There's nothing like cooking on an open flame, and that's a mainstay at the Firelake Grill House and Cocktail Bar at the Mall of America. FOX 9's Karen Scullin talks to Executive Chef Paul Lynch.
Black & Blu grilled Steak & Asparagus Salad
½ cup mesclun greens
½ cup arugula - washed, hand torn
3 ounces Fingerling potatoes - Roasted, biase Cut 1/2"

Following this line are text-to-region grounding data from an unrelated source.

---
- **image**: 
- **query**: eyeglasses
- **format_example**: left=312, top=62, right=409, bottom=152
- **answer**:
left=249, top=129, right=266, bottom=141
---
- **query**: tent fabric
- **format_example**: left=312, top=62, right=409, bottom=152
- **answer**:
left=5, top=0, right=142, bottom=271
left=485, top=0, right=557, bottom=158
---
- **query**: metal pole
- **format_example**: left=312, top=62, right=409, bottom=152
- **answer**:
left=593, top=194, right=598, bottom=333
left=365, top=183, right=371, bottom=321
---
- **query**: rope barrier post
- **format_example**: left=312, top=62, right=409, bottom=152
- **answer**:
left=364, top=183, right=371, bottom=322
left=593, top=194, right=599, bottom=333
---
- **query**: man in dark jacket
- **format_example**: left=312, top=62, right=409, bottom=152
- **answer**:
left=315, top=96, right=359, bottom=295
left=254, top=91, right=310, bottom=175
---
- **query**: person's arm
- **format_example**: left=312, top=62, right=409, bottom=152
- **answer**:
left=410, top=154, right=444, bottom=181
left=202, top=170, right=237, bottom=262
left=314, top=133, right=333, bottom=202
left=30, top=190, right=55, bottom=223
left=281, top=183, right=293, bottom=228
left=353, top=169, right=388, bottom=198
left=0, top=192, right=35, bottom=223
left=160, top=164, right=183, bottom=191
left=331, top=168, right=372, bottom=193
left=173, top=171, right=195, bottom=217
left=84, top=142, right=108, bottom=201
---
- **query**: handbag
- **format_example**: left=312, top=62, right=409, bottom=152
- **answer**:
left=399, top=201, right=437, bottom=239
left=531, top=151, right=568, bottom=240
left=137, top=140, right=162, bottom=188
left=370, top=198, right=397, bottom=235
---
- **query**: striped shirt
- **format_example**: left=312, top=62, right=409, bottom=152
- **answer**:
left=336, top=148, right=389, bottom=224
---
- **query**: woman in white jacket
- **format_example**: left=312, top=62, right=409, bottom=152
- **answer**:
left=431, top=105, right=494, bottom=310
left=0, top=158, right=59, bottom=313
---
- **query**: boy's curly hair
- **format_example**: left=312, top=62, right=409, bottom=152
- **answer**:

3 each Asparagus -- Grilled, 2" biase cut
4 ounces Cherry Tomatoes - cut in 1/2"
1 ounce AMABLU cheese
1½ ounces Red wine herb vinaigrette
5 ounces Flat iron steak
½ teaspoon Tornado spice
½ ounce Tumble weed onions
Toss greens, vegetables and 1/2 the AMABLU Cheese with red wine herb vinaigrette. Season with tornado spice and grill the steak (cook medium rare). Slice steak across the grain into 7 pieces. Arrange dressed greens & vegetables on a plate, place steak across greens, top with AMABLU and garnish with fried onions
2 pounds yellow onion - slice on # 2, on slicer
2 cups butter milk - store in zip-lock bag
1 tablespoon frit seasoning
Slice onions thin. Place in zip-lock bag. Add buttermilk and frit seasoning. Toss and evenly coat in all-purpose flour. Fry until crisp.
Red wine herb vinaigrette
¾ cup Red wine vinegar
¾ cup Herb oil
¾ cup Sterling oil
½ teaspoon sugar
1 tablespoon Dijon mustard
½ a shallot -- minced
½ clove garlic -- minced
2 tablespoons marjoram -- chopped
1 tablespoon parsley -- chopped
Fresh ground pepper
Combine all ingredients except oil and pepper. Using a hand mixer, emulsion blender or whisk, add oil into mixture until fully incorporated. Season with pepper to taste.